2017 begann ich  - anfangs noch gemeinsam mit meiner Ausbildungskollegin Dr. Frauke Schäbitz - die Seminare auch im professionellen Rahmen anzubieten und so Systemische Aufstellungen und ihre wirkungsvollen Lösungen weiter zu verbreiten. Inspiriert durch diese Arbeit und die Besuche weiterer Seminare, Supervisionen sowie der Fortbildung "Herzarbeit" erhielt ich ständig neue Impulse. Seit 2018 biete ich Aufstellungsseminaren in Form von Workshops an, die angereichert sind mit Übungen mit spielerischen Elementen zur Selbstwahrnehmung.

 

Die Aufstellungsarbeit - meine Herzensangelegenheit

Es erfüllt mich zutiefst, Menschen auf ihrem individuellen Lebensweg zu begleiten, die bereit sind, sich selbst zu begegnen, sich zu öffnen und zu zeigen, was sie bewegt.

Dank meiner besonderen Fähigkeit, mich in Menschen und ihre Anliegen einfühlen zu können sowie meiner Wahrnehmungsfähigkeit ist es mir möglich, jedem Einzelnen immer wieder aufs Neue vorbehaltlos zur Seite zu stehen und jenseits von einschränkenden gesellschaftlichen und moralischen Vorstellungen mit dem zu gehen was sich an Lösungspotenzial zeigt.

 

Supervision und Fortbildung

Aufgrund der Bedeutung, eine Aufstellung für die Menschen leiten zu dürfen, die mir ihr Vertrauen schenken, ist es für mich eine Selbstverständlichkeit mich ständig fortzubilden.

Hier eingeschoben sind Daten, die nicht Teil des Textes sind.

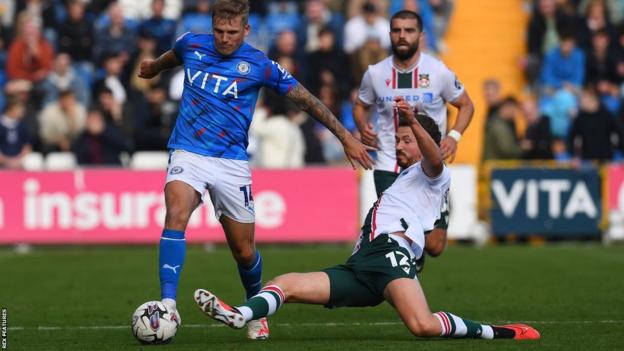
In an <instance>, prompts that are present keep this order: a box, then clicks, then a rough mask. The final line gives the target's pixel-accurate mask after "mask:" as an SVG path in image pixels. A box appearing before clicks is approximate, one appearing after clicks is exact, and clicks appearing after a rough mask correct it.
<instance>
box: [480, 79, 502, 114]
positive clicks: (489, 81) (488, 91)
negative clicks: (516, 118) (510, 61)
mask: <svg viewBox="0 0 624 351" xmlns="http://www.w3.org/2000/svg"><path fill="white" fill-rule="evenodd" d="M483 97H484V98H485V106H486V113H485V116H486V117H485V120H486V122H487V121H489V120H490V117H492V116H493V115H495V114H496V113H498V109H499V108H500V105H501V103H502V102H503V94H502V92H501V86H500V82H499V81H498V80H496V79H493V78H490V79H486V80H485V81H484V82H483Z"/></svg>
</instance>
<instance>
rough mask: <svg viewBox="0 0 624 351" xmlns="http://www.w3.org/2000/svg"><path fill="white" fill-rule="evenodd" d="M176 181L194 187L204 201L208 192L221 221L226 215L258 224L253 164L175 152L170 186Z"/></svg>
mask: <svg viewBox="0 0 624 351" xmlns="http://www.w3.org/2000/svg"><path fill="white" fill-rule="evenodd" d="M174 180H179V181H182V182H184V183H186V184H188V185H190V186H192V187H193V189H195V190H196V191H197V192H198V193H199V194H200V195H201V196H202V201H204V196H206V190H208V194H209V195H210V200H211V201H212V205H213V206H214V209H215V215H216V216H217V219H218V218H220V217H221V215H222V214H223V215H226V216H227V217H230V218H231V219H233V220H235V221H237V222H241V223H253V222H254V221H255V214H254V203H253V196H252V194H251V169H250V168H249V162H247V161H243V160H230V159H226V158H217V157H210V156H203V155H199V154H195V153H192V152H189V151H185V150H174V151H173V152H172V153H171V155H170V157H169V166H168V168H167V183H169V182H172V181H174Z"/></svg>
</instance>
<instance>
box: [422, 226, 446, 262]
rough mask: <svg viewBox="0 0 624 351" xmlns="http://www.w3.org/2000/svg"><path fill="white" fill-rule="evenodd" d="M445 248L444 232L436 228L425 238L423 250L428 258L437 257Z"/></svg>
mask: <svg viewBox="0 0 624 351" xmlns="http://www.w3.org/2000/svg"><path fill="white" fill-rule="evenodd" d="M445 247H446V230H445V229H440V228H436V229H434V230H433V232H432V233H431V234H429V235H428V236H427V241H426V242H425V250H426V251H427V253H428V254H429V255H430V256H433V257H437V256H440V255H441V254H442V252H443V251H444V248H445Z"/></svg>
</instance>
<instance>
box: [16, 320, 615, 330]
mask: <svg viewBox="0 0 624 351" xmlns="http://www.w3.org/2000/svg"><path fill="white" fill-rule="evenodd" d="M508 323H518V321H495V322H491V323H490V322H488V324H494V325H500V324H508ZM522 323H526V324H621V323H624V320H612V319H606V320H597V321H522ZM271 325H274V326H276V327H288V328H298V327H303V328H308V327H344V326H360V325H361V326H392V325H403V323H402V322H361V323H360V322H353V323H343V322H327V323H273V324H271ZM222 327H225V325H224V324H183V325H182V328H222ZM126 328H130V325H91V326H89V325H77V326H64V327H60V326H38V327H22V326H20V327H9V330H10V331H21V330H42V331H48V330H116V329H126Z"/></svg>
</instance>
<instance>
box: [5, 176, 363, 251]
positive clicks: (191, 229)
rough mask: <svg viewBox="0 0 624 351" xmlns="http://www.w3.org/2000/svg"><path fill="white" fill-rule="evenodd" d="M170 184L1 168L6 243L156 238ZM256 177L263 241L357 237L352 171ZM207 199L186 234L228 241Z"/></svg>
mask: <svg viewBox="0 0 624 351" xmlns="http://www.w3.org/2000/svg"><path fill="white" fill-rule="evenodd" d="M164 181H165V173H164V172H163V171H131V170H127V169H84V170H75V171H59V172H19V171H2V172H0V183H1V184H3V186H2V187H1V188H0V244H17V243H27V244H128V243H137V244H147V243H157V242H158V240H159V238H160V233H161V230H162V224H163V222H164V215H165V207H164V196H163V191H162V189H163V185H164ZM253 181H254V183H253V199H254V203H255V211H256V238H257V241H259V242H293V243H295V242H297V243H301V242H346V241H353V240H355V238H356V236H357V232H358V226H359V223H358V216H357V204H358V202H357V201H358V195H357V189H358V187H357V177H356V173H354V172H353V170H351V169H343V168H306V169H300V170H255V171H254V174H253ZM242 188H243V187H241V201H244V196H245V195H246V194H245V191H244V190H243V189H242ZM205 202H206V205H205V206H202V207H200V208H199V209H198V210H196V211H195V212H194V214H193V217H192V218H191V221H190V223H189V229H188V231H187V239H188V241H189V242H223V241H225V237H224V235H223V232H222V229H221V226H220V224H219V223H218V221H217V219H216V218H215V215H214V212H213V209H212V204H211V203H210V199H209V197H206V199H205Z"/></svg>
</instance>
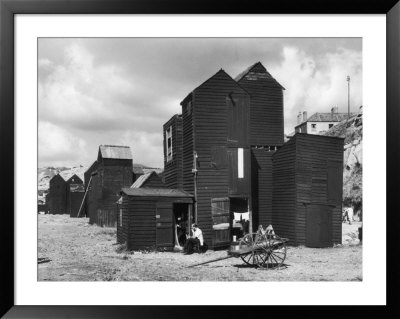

Ich stelle mich, meine Haltung und meine Herangehensweise immer wieder aufs Neue in Frage, um wachsam und achtsam zu bleiben und nicht in Programme abzurutschen, die den Menschen mit seiner individuellen Thematik und Einzigartigkeit aus dem Blick verlieren.

Seit 2019 nehme ich an der Fortbildung bei Petr Malek teil, bei der die Elemente Aufstellungsarbeit mit schamanischen Ritualen und Körperarbeit (Tantra) vereint werden und den Zugang sowie Integration auf geistiger, emotionaler und körperlicher Ebene ermöglicht.

 

Seminare zur Selbsterfahrung und regelmäßige Besuche von Supervision nehme ich wahr bei:

 

Diana Weber in Wiesbaden/Mainz - Klassische Familienaufstellungen

www.dianaweber-familienstellen.de

  • Ausbildung Systemisches Familienstellen
  • Fortbildung für systemische Familienaufstellungen und systemisches Coaching
  • Supervision
  • Teilnahme an Offenen Seminaren Familienstellen in Mainz

Michael Hartenfels in Frankfurt - Herzarbeit

www.paradiesprojekt.com

  • Teilnahme an Intensivwochenenden der Herzarbeit (Selbsterfahrung)
  • Teilnahme an Abendveranstaltungen der Supervision und Liebesschule
  • Fortbildung der Herzarbeit (2016 bis 2018) Grundlagen von menschlicher Arbeit und Gemeinschaftsbildung

Eva Reuter in Frankfurt - geistiges Familienstellen

www.xmoves.de

  • regelmäßige Teilnahme an Supervisionsabenden seit 2016
  • Selbsterfahrung beim Seminar "Inneres Kind"

Petr Malek in Zdeborice/CZ

http://www.the-path.com

  • Teilnahme am Seminar "Weg der Seele"
  • Teilnahme an den Seminaren "Weg der Berührung I, II und III"
  • Teilnahme am Seminar Mystery I
  • Teilnahme an der Fortbildung seit Oktober 2019 zu Aufstellungsarbeit, Schamanismus und Körperarbeit (Tantra)
  • Assistenz bei der Leitung von zwei Seminaren "Weg der Seele"

Seminarhaus Buddhas Weg 

http://www.buddhasweg.eu/

  • Schülerin beim "Weg des ZEN"  I bis VII (Fortsetzung mit ZEN VIII in 2021)
  • Wöchentliche Teilnahme beim Teaching mit Thay
  • Teilnahme an der Bewusstseinsschule ab März 2021

Darüber hinaus besuche ich auch gerne Seminare anderer Familienaufsteller oder Seminare zur Fortbildung und Selbsterfahrung.